Green energy can step up transport

PHOTO: COURTESY

A few weeks ago, solar energy stunned the world by exclusively powering a plane for 40,000 kilometres. This stunning achievement was a vindication of solar energy as a powerful force that literally transforms the way we move and do business. 

It was a memorable fete achieved by the Solar Impulse team led by Bertrand Piccard and André Borschberg, a doctor and engineer respectively.

It is time for us in Africa to follow the footsteps of the Solar Impulse team and also scale great heights by tapping into the power of renewable energy in particular and the green economy as a whole.

UNEP defines an Inclusive Green Economy as an “opportunity to advance both sustainability and social equity as functions of a stable and prosperous financial system within the contours of a finite and fragile planet.”
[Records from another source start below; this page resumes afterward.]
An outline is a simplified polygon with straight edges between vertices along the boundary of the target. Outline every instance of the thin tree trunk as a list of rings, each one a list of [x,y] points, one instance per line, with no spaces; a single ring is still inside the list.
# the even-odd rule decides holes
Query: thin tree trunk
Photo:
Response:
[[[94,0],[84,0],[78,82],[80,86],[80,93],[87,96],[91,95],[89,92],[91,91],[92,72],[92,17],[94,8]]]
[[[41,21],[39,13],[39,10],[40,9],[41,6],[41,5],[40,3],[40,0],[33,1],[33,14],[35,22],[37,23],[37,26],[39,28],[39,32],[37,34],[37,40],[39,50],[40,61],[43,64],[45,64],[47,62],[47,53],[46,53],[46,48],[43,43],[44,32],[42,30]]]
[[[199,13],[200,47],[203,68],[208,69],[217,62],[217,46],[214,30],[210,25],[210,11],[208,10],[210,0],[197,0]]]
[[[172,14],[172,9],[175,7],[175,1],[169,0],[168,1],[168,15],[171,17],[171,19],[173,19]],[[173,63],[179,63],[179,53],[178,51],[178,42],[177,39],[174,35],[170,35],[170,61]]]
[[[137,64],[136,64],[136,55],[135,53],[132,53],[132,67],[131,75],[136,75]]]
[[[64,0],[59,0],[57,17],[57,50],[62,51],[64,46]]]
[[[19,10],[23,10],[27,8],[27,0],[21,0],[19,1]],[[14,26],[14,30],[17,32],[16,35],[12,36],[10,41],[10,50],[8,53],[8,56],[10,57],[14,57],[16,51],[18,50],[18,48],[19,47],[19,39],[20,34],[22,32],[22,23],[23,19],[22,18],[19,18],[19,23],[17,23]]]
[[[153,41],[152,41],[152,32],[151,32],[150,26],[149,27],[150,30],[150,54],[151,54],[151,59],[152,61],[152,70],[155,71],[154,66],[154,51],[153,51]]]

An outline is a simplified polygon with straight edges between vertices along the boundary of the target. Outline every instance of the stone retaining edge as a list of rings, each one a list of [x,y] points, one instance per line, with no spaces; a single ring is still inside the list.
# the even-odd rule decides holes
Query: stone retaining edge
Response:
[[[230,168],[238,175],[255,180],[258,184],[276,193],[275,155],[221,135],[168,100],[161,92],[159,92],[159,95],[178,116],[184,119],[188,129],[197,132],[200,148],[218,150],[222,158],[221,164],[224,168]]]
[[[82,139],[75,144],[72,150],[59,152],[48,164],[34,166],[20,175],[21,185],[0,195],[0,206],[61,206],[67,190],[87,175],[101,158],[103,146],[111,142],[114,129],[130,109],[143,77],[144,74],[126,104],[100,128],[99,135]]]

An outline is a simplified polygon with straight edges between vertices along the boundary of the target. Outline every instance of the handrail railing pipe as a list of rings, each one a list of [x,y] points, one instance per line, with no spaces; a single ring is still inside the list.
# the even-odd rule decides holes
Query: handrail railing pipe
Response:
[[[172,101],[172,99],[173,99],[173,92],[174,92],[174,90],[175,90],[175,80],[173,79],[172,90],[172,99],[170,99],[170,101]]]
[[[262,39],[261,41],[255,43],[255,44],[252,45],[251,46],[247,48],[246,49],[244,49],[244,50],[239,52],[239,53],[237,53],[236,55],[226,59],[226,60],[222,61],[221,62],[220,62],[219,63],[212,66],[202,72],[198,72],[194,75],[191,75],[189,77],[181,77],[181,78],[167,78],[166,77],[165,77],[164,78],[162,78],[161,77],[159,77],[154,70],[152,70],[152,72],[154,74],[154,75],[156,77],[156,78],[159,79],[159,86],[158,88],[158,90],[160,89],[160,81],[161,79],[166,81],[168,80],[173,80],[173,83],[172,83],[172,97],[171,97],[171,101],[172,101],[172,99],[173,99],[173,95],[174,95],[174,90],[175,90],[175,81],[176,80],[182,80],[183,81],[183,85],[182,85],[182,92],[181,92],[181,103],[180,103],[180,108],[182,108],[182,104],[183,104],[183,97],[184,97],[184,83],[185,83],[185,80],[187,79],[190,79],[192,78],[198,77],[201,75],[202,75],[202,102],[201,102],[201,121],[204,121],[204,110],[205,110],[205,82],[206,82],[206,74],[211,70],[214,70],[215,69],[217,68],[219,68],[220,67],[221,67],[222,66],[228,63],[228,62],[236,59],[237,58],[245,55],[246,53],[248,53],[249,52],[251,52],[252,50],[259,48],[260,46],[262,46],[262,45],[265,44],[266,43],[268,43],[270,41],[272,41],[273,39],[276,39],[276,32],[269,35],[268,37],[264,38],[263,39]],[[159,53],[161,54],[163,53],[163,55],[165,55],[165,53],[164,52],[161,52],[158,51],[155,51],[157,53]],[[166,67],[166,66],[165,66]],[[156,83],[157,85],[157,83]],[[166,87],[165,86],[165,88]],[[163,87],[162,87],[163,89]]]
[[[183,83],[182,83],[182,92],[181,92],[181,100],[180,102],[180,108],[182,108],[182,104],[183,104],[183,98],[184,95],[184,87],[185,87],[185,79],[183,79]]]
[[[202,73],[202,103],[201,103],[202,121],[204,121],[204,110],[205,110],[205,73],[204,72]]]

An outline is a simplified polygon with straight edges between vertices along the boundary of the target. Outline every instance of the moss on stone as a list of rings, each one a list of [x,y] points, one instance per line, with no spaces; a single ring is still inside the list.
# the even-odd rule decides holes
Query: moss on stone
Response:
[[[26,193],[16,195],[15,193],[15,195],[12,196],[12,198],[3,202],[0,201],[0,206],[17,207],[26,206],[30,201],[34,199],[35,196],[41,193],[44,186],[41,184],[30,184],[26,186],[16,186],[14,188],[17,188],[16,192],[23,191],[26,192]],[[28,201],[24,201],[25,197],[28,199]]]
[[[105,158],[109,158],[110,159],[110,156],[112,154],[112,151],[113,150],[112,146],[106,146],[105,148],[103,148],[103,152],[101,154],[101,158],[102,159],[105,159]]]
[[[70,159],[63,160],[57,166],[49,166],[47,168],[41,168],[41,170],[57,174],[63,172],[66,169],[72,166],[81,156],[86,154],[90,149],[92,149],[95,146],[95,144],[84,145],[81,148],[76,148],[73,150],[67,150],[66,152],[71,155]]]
Indeed, the Solar Impulse team has shown how sustainability and social equity can be a reliable currency for innovation and economic growth. If two men can lead a lean team to steer an aeroplane around the world on nothing but solar energy, then a team of Kenyan engineers and innovators can also help Kenyans to travel through cheaper and greener integrated means of transport.

For instance, as part of a massive plan to pump sustainability and profitability into our transport, we can go The Netherlands way and ensure that a quarter of all journeys in Kenya are made via bicycle.

 The increase of bikes on our roads would mean increased lane construction that would create thousands of infrastructure development jobs. In the same vein, the opportunity would be there for Kenyan companies to replicate what Giant, a Taiwanese bike manufacturer company has done towards becoming the leading bicycle exporter in the world. In 2014, the company exported 6.6 million bikes, earning an equivalent of KSh184 billion in the process.

Shouldn’t it worry us that we do not have a mere bicycle assembly plant in Kenya? At least Uganda is manufacturing bicycles and Tanzania will soon produce Helicopters.

In this regard, an increase of bikes on our roads would potentially create infrastructure jobs, earn revenue for local bicycle and parts manufacturers as we lessen the carbon footprint of our country’s transport sector. Besides through cycling, we shall become a much healthier nation. Isn’t this a ‘green money’ opportunity dandling up for grabs?

Biofuel is the other opportunity waiting to be tapped by the transport sector. Although the possibility of biofuels becoming mainstream remains remote, this does not mean that they offer the local transport sector zero opportunity. We should scale up our research and development in this sector.

Even the Solar Impulse team took a whopping 13 years to finally complete their journey around the world. In the meantime I suggest that we consider tax exemptions for green cars and various innovations to inculcate a new culture towards a green Africa.